# [SOLVED] Format Factory exe. error



## Wayne1987 (Sep 14, 2010)

Here's a picture to follow up the error.

http://i172.photobucket.com/albums/w29/PunkORama87/ForamtFactoryerror.jpg


----------



## Old Rich (May 31, 2007)

*Re: Format Factory exe. error*

What is it? Is it something you installed or uninstalled?


----------



## Wayne1987 (Sep 14, 2010)

*Re: Format Factory exe. error*

It is a Fresh install of a program i need, this error pops up once i click on it.

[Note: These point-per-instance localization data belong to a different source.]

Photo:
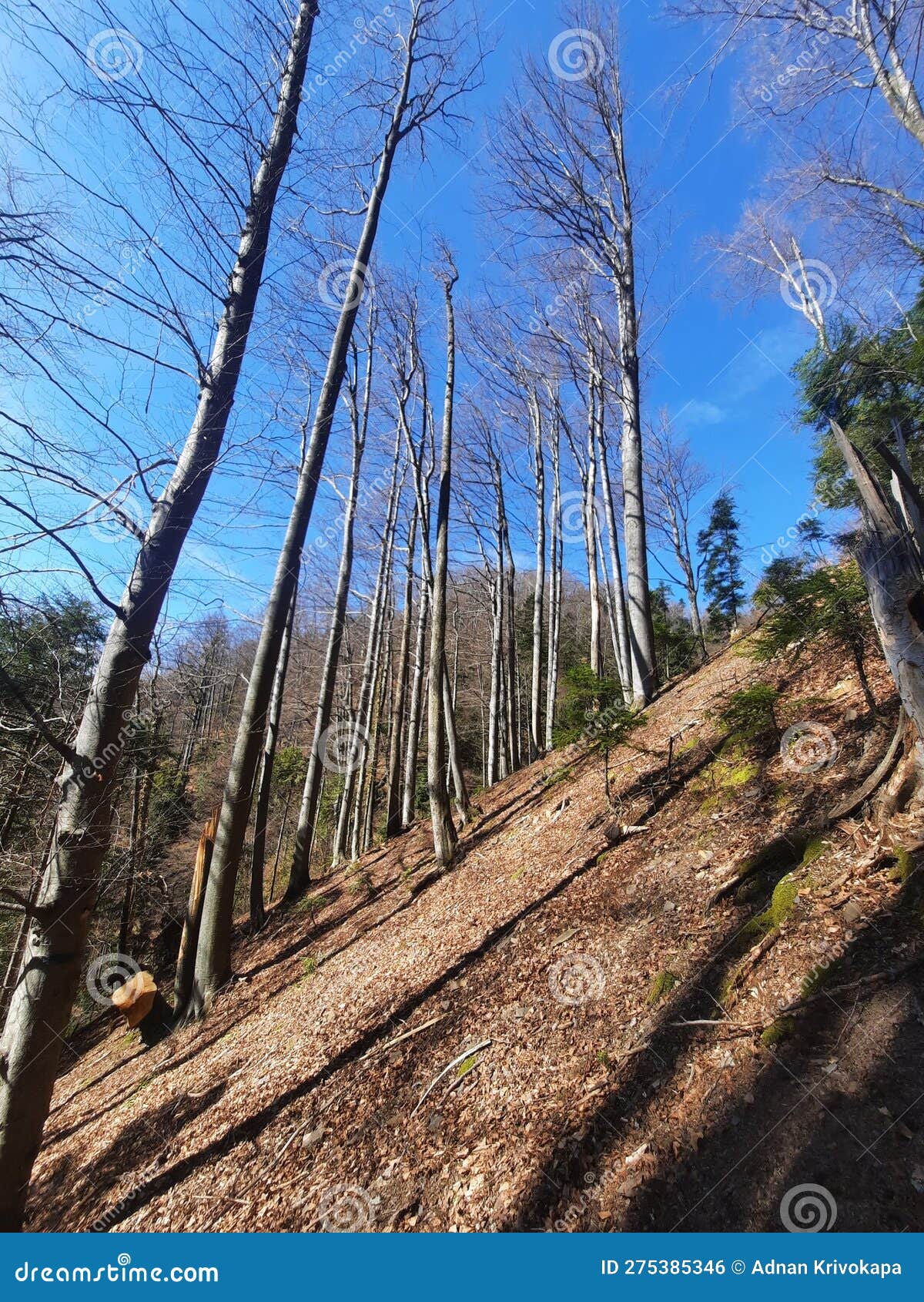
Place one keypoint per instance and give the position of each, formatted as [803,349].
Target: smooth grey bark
[393,822]
[618,599]
[266,777]
[300,873]
[441,818]
[213,969]
[51,965]
[556,556]
[416,713]
[360,736]
[537,735]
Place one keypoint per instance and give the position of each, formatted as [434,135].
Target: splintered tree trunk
[270,743]
[892,571]
[214,958]
[51,965]
[641,630]
[393,823]
[537,736]
[444,831]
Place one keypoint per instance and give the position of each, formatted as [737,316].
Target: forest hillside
[588,1024]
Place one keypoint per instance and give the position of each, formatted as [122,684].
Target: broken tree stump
[143,1007]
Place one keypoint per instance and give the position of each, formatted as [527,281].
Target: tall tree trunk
[622,653]
[591,534]
[51,966]
[416,713]
[360,740]
[266,780]
[892,571]
[641,630]
[441,818]
[537,736]
[214,958]
[300,873]
[393,824]
[556,556]
[512,668]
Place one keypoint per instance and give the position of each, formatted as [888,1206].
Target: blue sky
[718,366]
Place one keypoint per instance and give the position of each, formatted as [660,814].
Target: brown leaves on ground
[551,968]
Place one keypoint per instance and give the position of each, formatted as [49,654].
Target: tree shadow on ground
[811,1116]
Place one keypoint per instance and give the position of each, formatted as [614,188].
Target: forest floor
[552,968]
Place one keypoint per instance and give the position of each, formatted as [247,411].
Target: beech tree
[430,72]
[561,153]
[441,818]
[51,965]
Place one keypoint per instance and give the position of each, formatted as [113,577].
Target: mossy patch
[814,851]
[782,901]
[782,1029]
[311,904]
[661,986]
[903,867]
[818,978]
[728,773]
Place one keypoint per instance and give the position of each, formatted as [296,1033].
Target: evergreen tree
[803,605]
[720,545]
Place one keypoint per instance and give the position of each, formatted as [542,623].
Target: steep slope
[551,968]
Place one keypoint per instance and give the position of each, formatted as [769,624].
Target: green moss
[661,986]
[905,866]
[814,851]
[741,775]
[818,978]
[466,1065]
[311,904]
[777,1032]
[782,901]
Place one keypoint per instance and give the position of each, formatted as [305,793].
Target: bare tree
[62,913]
[428,76]
[444,830]
[675,479]
[561,151]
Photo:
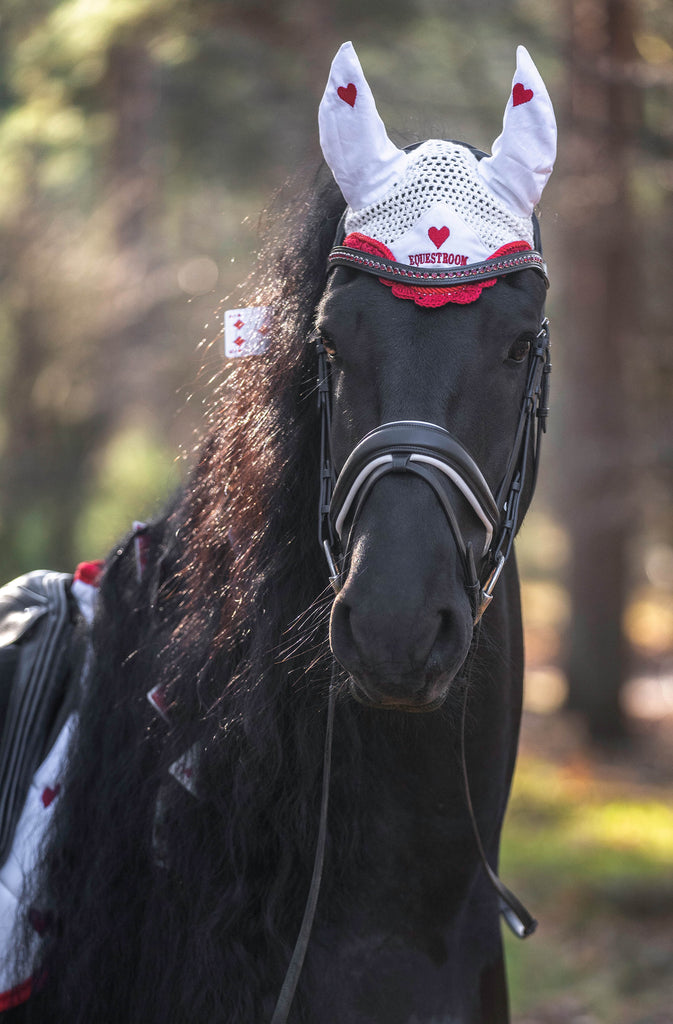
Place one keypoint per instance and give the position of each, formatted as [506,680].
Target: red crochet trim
[14,996]
[89,571]
[430,297]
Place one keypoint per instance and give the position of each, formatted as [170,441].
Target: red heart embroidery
[48,794]
[438,236]
[520,94]
[347,93]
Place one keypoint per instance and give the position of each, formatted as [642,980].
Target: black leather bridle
[431,453]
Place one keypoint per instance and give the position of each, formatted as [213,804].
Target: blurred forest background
[139,142]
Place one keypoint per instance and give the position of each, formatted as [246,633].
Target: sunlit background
[140,141]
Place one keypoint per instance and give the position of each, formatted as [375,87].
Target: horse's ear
[364,161]
[524,152]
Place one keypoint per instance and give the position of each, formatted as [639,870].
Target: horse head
[432,324]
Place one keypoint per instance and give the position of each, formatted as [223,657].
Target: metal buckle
[333,570]
[487,591]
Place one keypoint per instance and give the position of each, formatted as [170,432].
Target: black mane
[233,565]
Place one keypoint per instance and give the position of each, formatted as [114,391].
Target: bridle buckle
[486,596]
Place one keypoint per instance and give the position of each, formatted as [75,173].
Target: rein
[431,453]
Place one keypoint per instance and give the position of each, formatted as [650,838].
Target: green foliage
[592,859]
[133,478]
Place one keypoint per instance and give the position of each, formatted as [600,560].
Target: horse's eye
[520,348]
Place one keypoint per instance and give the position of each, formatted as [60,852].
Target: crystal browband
[496,267]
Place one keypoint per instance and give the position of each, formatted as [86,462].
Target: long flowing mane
[232,565]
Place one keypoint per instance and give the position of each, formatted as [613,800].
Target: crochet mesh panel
[436,172]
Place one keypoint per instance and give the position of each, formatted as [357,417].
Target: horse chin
[415,704]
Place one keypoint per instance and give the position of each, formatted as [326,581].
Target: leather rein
[427,451]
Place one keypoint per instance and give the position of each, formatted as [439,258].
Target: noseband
[429,452]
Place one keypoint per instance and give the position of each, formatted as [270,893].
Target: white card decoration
[246,331]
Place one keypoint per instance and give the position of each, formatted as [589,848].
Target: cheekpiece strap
[381,267]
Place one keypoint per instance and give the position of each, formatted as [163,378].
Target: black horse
[172,903]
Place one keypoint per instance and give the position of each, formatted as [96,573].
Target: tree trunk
[600,261]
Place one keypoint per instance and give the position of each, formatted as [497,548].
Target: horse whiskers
[307,632]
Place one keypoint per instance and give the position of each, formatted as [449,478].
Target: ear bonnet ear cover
[436,204]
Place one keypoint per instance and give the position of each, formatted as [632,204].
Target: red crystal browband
[498,266]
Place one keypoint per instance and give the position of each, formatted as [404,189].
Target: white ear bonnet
[437,204]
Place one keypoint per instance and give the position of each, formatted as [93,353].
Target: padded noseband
[427,451]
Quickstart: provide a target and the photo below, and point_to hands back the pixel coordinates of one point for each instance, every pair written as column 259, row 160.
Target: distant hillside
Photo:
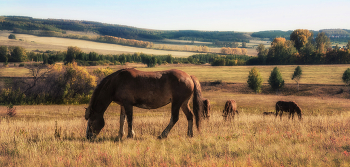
column 340, row 35
column 56, row 25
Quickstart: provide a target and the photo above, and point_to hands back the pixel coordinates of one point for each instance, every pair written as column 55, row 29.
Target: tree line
column 302, row 48
column 19, row 54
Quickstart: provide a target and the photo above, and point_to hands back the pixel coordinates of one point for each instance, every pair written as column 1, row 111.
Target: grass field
column 31, row 42
column 312, row 74
column 55, row 136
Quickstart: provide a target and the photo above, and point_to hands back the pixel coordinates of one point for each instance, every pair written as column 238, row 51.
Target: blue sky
column 210, row 15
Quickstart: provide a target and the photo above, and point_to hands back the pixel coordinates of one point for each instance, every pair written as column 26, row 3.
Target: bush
column 12, row 36
column 255, row 80
column 275, row 80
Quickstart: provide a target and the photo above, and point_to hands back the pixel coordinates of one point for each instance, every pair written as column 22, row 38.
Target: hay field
column 312, row 74
column 55, row 136
column 31, row 42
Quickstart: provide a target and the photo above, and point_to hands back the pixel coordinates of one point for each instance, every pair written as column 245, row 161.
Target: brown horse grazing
column 268, row 113
column 288, row 106
column 148, row 90
column 206, row 108
column 230, row 109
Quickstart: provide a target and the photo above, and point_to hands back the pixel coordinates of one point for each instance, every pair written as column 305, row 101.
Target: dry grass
column 55, row 136
column 31, row 42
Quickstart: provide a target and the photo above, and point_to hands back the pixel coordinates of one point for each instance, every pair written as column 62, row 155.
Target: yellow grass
column 31, row 42
column 312, row 74
column 320, row 139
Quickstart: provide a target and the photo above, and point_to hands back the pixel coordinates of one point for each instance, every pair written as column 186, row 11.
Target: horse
column 268, row 113
column 148, row 90
column 230, row 109
column 288, row 106
column 206, row 108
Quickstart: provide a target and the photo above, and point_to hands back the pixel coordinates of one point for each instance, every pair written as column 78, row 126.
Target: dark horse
column 148, row 90
column 288, row 106
column 206, row 108
column 230, row 109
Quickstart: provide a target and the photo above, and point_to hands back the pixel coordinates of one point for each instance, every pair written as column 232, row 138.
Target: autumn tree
column 346, row 77
column 72, row 53
column 275, row 80
column 17, row 54
column 255, row 80
column 300, row 37
column 262, row 53
column 297, row 75
column 3, row 53
column 322, row 42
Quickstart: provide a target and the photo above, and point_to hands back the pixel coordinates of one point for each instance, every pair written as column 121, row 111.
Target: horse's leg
column 129, row 119
column 281, row 112
column 122, row 121
column 186, row 109
column 175, row 107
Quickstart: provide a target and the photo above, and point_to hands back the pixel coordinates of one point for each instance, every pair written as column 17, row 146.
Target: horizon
column 220, row 15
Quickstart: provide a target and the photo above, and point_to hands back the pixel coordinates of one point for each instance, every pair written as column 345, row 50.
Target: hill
column 128, row 32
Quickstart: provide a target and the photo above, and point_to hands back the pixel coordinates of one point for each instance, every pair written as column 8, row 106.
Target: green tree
column 300, row 37
column 3, row 53
column 322, row 42
column 275, row 80
column 72, row 53
column 12, row 36
column 262, row 53
column 255, row 80
column 346, row 77
column 297, row 75
column 18, row 54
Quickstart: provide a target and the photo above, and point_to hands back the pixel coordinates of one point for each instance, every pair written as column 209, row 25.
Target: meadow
column 54, row 135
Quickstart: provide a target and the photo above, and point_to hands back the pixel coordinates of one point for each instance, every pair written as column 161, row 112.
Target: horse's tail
column 197, row 101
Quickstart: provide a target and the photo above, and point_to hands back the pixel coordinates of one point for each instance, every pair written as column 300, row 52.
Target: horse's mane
column 102, row 85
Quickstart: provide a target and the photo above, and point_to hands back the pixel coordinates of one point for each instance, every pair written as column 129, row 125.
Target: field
column 54, row 135
column 31, row 42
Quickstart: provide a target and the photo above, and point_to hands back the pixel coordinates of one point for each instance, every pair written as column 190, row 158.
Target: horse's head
column 95, row 123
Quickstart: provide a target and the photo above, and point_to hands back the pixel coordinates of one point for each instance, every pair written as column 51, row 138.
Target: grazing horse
column 288, row 106
column 148, row 90
column 206, row 108
column 268, row 113
column 230, row 109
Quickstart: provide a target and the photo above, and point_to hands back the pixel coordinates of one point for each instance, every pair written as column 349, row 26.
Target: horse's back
column 152, row 89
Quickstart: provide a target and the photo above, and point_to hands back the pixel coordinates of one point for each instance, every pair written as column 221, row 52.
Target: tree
column 72, row 53
column 12, row 36
column 17, row 54
column 275, row 80
column 346, row 77
column 255, row 80
column 3, row 53
column 262, row 53
column 297, row 75
column 300, row 37
column 322, row 42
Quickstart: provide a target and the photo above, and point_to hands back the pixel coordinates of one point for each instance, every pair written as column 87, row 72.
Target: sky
column 206, row 15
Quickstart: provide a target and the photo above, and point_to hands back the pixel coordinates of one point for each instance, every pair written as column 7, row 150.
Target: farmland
column 54, row 135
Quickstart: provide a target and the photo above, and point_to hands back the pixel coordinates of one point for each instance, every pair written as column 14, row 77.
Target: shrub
column 275, row 80
column 255, row 80
column 12, row 36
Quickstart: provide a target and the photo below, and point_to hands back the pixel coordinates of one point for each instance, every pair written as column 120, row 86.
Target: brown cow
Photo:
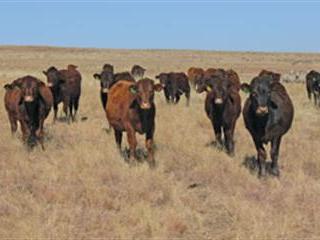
column 28, row 100
column 223, row 108
column 123, row 76
column 275, row 76
column 65, row 86
column 194, row 75
column 268, row 114
column 130, row 108
column 137, row 72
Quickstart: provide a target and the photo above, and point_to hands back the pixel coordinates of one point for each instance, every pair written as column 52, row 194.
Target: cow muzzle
column 28, row 98
column 262, row 110
column 145, row 105
column 105, row 90
column 218, row 101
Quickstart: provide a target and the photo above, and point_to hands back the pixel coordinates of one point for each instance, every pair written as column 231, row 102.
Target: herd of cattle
column 128, row 101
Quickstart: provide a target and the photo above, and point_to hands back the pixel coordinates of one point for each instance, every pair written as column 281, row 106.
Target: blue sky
column 232, row 25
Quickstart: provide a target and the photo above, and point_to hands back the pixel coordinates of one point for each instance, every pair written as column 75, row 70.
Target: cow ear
column 158, row 87
column 97, row 76
column 245, row 87
column 133, row 89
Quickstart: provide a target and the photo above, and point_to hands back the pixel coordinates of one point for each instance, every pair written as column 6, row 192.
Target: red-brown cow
column 28, row 100
column 130, row 108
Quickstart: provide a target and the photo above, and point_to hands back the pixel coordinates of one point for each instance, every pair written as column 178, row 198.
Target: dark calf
column 131, row 108
column 175, row 84
column 223, row 108
column 66, row 87
column 268, row 114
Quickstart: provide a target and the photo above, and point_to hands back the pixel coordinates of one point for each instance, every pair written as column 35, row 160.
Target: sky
column 278, row 26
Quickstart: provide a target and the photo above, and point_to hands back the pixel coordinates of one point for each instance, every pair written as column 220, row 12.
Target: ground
column 81, row 188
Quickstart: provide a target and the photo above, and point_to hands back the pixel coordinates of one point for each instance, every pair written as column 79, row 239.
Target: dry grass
column 80, row 188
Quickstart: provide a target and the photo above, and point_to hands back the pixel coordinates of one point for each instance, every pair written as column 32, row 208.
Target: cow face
column 163, row 78
column 137, row 71
column 260, row 93
column 144, row 91
column 106, row 80
column 108, row 67
column 29, row 89
column 316, row 86
column 54, row 78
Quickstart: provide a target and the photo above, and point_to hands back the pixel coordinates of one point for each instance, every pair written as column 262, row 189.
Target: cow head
column 137, row 71
column 54, row 77
column 260, row 94
column 29, row 87
column 316, row 85
column 108, row 67
column 218, row 87
column 275, row 76
column 144, row 91
column 106, row 79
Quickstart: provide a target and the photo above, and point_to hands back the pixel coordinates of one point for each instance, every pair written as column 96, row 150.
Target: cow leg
column 55, row 110
column 118, row 137
column 149, row 146
column 131, row 135
column 66, row 103
column 229, row 142
column 315, row 98
column 309, row 94
column 187, row 94
column 262, row 155
column 274, row 152
column 167, row 95
column 177, row 98
column 217, row 133
column 25, row 130
column 76, row 107
column 13, row 124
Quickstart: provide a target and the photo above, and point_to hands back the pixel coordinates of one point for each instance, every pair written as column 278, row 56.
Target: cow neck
column 32, row 110
column 145, row 116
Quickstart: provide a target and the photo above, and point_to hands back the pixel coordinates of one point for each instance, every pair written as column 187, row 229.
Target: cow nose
column 145, row 105
column 105, row 90
column 28, row 98
column 218, row 101
column 262, row 110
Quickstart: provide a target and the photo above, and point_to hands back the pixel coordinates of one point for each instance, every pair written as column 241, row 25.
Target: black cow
column 268, row 114
column 106, row 79
column 65, row 86
column 223, row 108
column 175, row 84
column 313, row 86
column 137, row 72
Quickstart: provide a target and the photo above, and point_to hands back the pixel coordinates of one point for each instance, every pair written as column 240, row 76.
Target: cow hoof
column 275, row 172
column 152, row 164
column 231, row 154
column 262, row 173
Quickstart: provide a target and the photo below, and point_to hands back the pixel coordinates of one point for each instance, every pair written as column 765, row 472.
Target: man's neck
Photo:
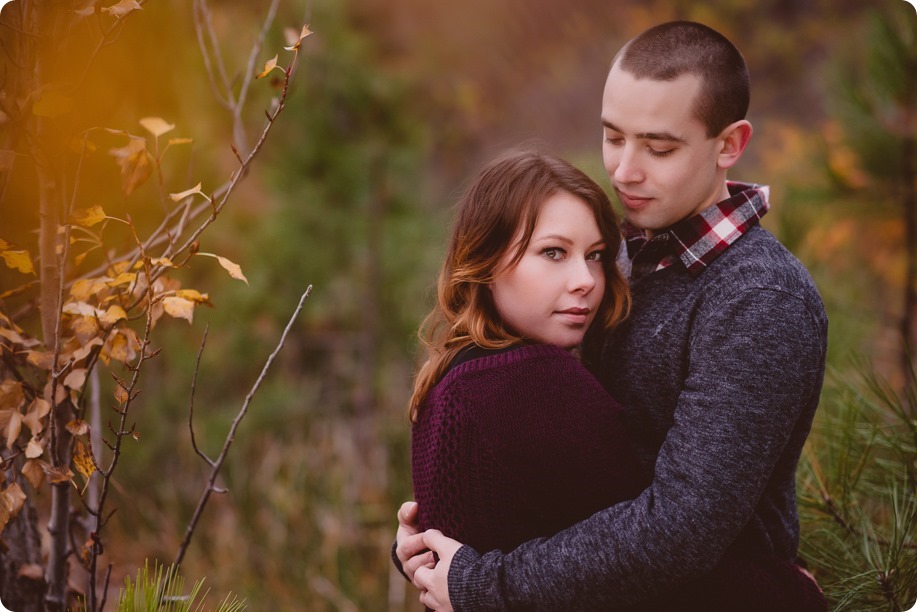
column 719, row 196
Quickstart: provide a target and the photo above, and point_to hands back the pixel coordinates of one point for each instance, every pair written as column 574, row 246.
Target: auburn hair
column 506, row 197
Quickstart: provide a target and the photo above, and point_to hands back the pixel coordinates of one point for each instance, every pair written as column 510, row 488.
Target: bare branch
column 201, row 14
column 197, row 367
column 238, row 126
column 230, row 437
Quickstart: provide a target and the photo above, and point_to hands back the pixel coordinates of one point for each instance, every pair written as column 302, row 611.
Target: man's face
column 661, row 163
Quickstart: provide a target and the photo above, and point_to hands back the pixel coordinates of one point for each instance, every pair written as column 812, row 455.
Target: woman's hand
column 410, row 548
column 433, row 581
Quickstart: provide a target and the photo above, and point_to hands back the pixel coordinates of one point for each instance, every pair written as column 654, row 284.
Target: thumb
column 407, row 513
column 440, row 544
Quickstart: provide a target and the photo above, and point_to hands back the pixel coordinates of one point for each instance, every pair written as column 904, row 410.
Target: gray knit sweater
column 720, row 373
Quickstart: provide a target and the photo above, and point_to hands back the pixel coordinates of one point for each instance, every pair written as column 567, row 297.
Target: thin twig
column 197, row 367
column 200, row 13
column 230, row 437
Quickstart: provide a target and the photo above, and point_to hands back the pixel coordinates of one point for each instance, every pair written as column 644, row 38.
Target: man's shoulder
column 759, row 259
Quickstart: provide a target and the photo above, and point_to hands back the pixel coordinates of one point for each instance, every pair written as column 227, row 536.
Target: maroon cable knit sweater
column 516, row 445
column 520, row 444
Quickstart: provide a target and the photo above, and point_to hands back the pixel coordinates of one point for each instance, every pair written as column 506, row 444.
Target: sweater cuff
column 474, row 581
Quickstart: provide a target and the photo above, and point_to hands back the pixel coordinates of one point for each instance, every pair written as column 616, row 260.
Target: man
column 719, row 367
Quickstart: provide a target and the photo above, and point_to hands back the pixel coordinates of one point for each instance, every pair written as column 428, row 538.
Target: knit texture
column 518, row 445
column 720, row 375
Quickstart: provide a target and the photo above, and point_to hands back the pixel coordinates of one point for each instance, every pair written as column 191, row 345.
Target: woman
column 513, row 438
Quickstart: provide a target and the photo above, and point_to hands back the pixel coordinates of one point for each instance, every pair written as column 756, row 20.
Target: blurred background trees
column 395, row 105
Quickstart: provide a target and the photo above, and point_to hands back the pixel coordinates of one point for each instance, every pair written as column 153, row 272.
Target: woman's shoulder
column 520, row 372
column 479, row 359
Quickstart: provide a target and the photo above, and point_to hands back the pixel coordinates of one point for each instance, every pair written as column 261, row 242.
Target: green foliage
column 163, row 590
column 858, row 495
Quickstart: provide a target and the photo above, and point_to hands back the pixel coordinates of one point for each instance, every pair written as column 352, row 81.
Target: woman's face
column 552, row 293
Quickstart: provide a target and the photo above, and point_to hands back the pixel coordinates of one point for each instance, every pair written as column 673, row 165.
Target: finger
column 437, row 542
column 414, row 563
column 410, row 546
column 423, row 578
column 407, row 513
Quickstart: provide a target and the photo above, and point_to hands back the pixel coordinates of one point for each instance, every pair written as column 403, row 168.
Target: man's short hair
column 669, row 50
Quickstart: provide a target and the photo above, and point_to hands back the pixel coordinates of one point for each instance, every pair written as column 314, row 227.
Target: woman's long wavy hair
column 506, row 196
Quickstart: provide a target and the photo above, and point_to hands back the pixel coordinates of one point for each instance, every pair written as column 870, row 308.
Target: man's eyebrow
column 666, row 136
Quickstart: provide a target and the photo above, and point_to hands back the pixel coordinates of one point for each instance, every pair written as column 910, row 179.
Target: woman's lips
column 577, row 316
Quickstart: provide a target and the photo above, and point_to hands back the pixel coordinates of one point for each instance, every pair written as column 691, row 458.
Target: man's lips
column 632, row 201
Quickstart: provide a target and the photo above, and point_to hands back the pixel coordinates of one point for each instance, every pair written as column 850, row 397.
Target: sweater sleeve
column 750, row 378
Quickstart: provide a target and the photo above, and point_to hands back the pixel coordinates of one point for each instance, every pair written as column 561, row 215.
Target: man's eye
column 658, row 153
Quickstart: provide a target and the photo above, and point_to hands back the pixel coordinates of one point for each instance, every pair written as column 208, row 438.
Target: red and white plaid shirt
column 698, row 240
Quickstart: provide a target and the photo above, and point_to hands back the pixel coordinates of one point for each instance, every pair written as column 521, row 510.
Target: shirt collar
column 698, row 240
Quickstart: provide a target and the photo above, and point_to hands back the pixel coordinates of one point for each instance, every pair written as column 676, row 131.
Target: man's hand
column 410, row 549
column 433, row 582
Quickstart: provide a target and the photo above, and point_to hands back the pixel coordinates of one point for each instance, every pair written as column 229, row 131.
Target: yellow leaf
column 52, row 104
column 179, row 308
column 193, row 295
column 122, row 8
column 83, row 460
column 121, row 395
column 86, row 329
column 157, row 126
column 82, row 289
column 78, row 427
column 184, row 194
column 234, row 270
column 34, row 473
column 113, row 315
column 75, row 379
column 119, row 347
column 294, row 41
column 18, row 260
column 80, row 309
column 43, row 360
column 33, row 449
column 87, row 217
column 125, row 278
column 268, row 66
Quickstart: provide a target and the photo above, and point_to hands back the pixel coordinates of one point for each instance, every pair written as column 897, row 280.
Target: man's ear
column 734, row 138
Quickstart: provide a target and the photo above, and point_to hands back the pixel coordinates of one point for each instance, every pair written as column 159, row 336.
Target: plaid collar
column 697, row 241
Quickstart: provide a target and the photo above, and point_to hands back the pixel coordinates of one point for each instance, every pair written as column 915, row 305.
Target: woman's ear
column 734, row 138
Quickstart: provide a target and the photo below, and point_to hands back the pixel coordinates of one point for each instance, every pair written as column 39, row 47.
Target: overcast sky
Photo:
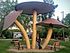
column 63, row 5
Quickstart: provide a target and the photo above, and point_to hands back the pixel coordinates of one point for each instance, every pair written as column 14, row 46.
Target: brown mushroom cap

http://www.formatoz.com/download.html


----------



## Wayne1987 (Sep 14, 2010)

*Re: Format Factory exe. error*

The Software won't open correctly once i click on the start file, it says it can not be ran, in so many words. 
C:\Program Files\FreeTime\FormatFactory\FormatFactory.exe

This application has failed to start because the application configuration is incorrect. Reinstalling the application may fix this problem.

But Reinstalling the application doesn't fix anything i still get the same error never ending.


----------



## Old Rich (May 31, 2007)

*Re: Format Factory exe. error*

Is that program compatible with your operating system? Has it ever run correctly?


----------



## Wayne1987 (Sep 14, 2010)

*Re: Format Factory exe. error*



simpswr said:


> Is that program compatible with your operating system? Has it ever run correctly?


Yeah the people that make this software say it is, it's worked before it just started giving me this error.


----------



## Old Rich (May 31, 2007)

*Re: Format Factory exe. error*

I would uninstall it using Revo uninstaller, reboot then reinstall. Use the fourth setting

http://www.softpedia.com/get/Tweak/Uninstallers/Revo-Uninstaller.shtml


----------



## Wayne1987 (Sep 14, 2010)

*Re: Format Factory exe. error*

worked, Thanks.


----------



## Old Rich (May 31, 2007)

*Re: Format Factory exe. error*

Great!!


----------